Fix tokenizer - Githubissues

Living-with-machines / DeezyMatch

A Flexible Deep Learning Approach to Fuzzy String Matching

https://living-with-machines.github.io/DeezyMatch/

Other

139 stars 34 forks source link

Fix tokenizer #111

Closed mcollardanuy closed 2 years ago

mcollardanuy commented 2 years ago

Issues addressed:

Fix bug with test tokenize (https://github.com/Living-with-machines/DeezyMatch/issues/109)
Define word token separators in input file (https://github.com/Living-with-machines/DeezyMatch/issues/78)
Prefix/suffix parameter moved as part of mode, not preprocessing, as it applied to subword tokenization

review-notebook-app[bot] commented 2 years ago

Check out this pull request on

See visual diffs & provide feedback on Jupyter Notebooks.

Powered by ReviewNB

mcollardanuy commented 2 years ago

Hi @kasra-hosseini, could you have a look at this PR? These are the main changes:

Fix bug with test tokenize (https://github.com/Living-with-machines/DeezyMatch/issues/109)
Define word token separators in input file (https://github.com/Living-with-machines/DeezyMatch/issues/78)
Prefix/suffix parameter moved as part of mode, not preprocessing, as it applied to subword tokenization

I will start looking into the issue about the second and third columns for vector generation separately.

Let me know if something is not clear.
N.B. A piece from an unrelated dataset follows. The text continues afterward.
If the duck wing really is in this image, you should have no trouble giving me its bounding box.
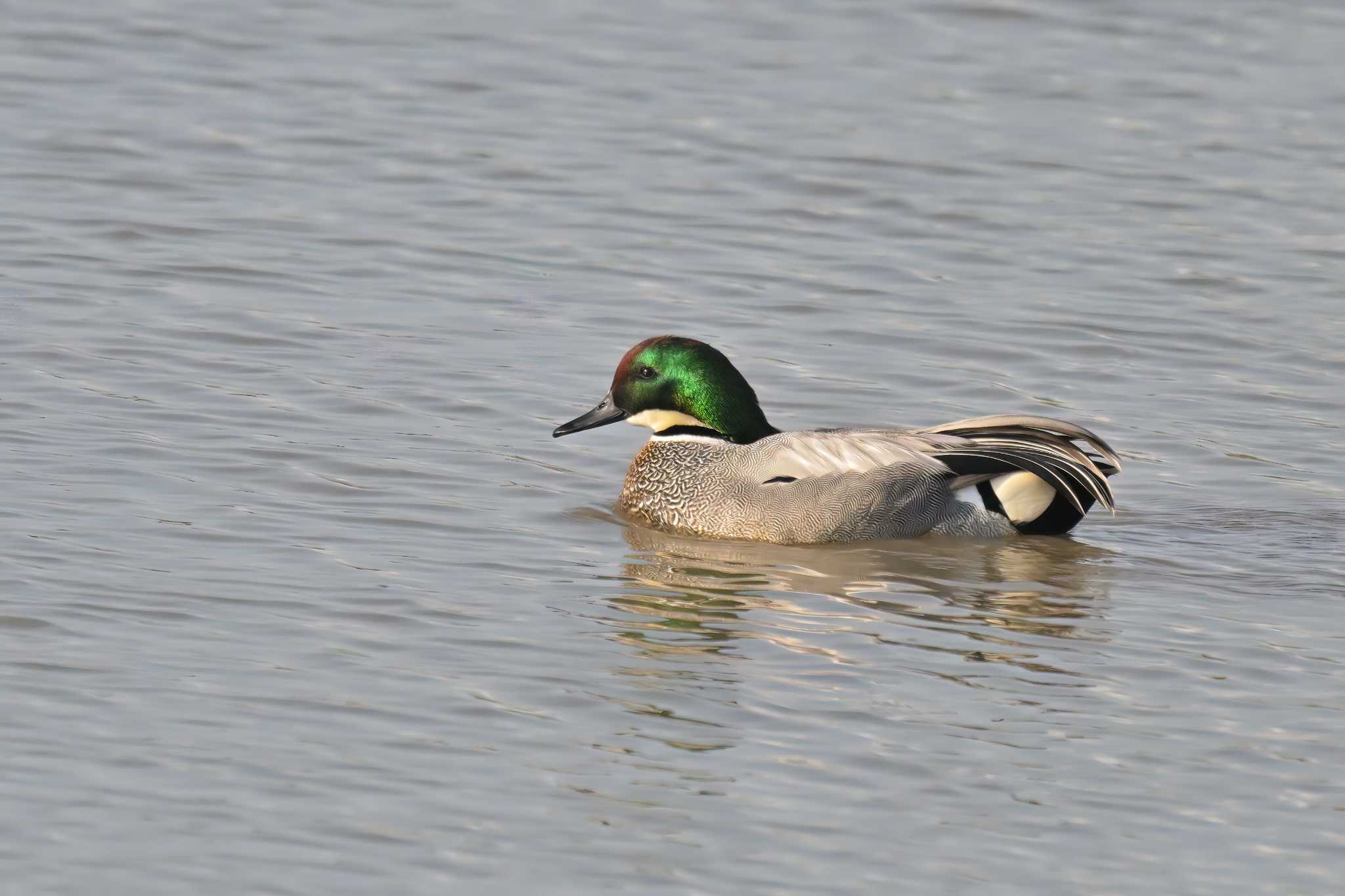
[912,414,1120,513]
[752,414,1120,516]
Thank you!

kasra-hosseini commented 2 years ago

@mcollardanuy Could you please take a look at the tests here: https://github.com/Living-with-machines/DeezyMatch/blob/feature/109-improve-tokenizer/DeezyMatch/tests/test_utils.py? Are these the expected outputs?

kasra-hosseini commented 2 years ago

@mcollardanuy I also added another test for https://github.com/Living-with-machines/DeezyMatch/issues/109, see: https://github.com/Living-with-machines/DeezyMatch/blob/feature/109-improve-tokenizer/DeezyMatch/tests/test_pipeline_ngram.py.

The only difference to test_pipeline.py is that we set tokenize: ["ngram"] instead of tokenize: ["char", "word"]

kasra-hosseini commented 2 years ago

If you are happy with https://github.com/Living-with-machines/DeezyMatch/commit/70d4654e004ebcf8cd0d92df32bec8c636061ea5, please go ahead and merge with the develop branch.

mcollardanuy commented 2 years ago

Hi @kasra-hosseini, thanks! There's just one case in which I think we're not getting the expected output. And I would add a test using two work token separators. Other than that, everything looks good to me!

kasra-hosseini commented 2 years ago

@mcollardanuy Great, thanks again. I tried to address your comments. Could you please take a look at them? Is there anything else that you think we should address in this PR?

mcollardanuy commented 2 years ago

Hi @kasra-hosseini, thanks, all looks good!